Andrew miró a Fernanda, que le hizo un gesto con la cabeza. Inmediatamente apartó la mirada y sacó a su grupo del estudio.
«No os olvidéis de pagar las pinturas y su ropa», les gritó Neal.
—Sí, ahora mismo vamos a por ellas —respondió Andrew, haciendo una profunda reverencia.
El estudio quedó finalmente en silencio una vez que los matones se marcharon.

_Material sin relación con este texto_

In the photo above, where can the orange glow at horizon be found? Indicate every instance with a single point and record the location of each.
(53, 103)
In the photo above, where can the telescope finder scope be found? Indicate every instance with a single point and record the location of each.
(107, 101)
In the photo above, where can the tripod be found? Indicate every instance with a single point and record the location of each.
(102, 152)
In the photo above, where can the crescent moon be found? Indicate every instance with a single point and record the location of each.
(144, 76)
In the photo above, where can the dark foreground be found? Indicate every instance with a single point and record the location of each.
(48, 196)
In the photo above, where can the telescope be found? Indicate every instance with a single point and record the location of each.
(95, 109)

Los demás alumnos lanzaban miradas curiosas a Fernanda, Neal y Ritchie. Fernanda le dirigió una mirada significativa a Neal, y él le dio una palmada en el hombro a Ritchie. —Vamos a hablar fuera.
Ritchie asintió, recogió su paleta y sus pinceles y los siguió fuera.
La luz del sol proyectaba largas sombras inclinadas a través de la ventana de cristal del pasillo.
Ritchie miró al suelo, sin atreverse a levantar la vista.
—Si vuelve a pasar algo así, díselo. Somos amigos, ¿recuerdas? —dijo Neal.
Ritchie finalmente levantó la vista y miró a Neal a los ojos. —No me uniré a tu equipo.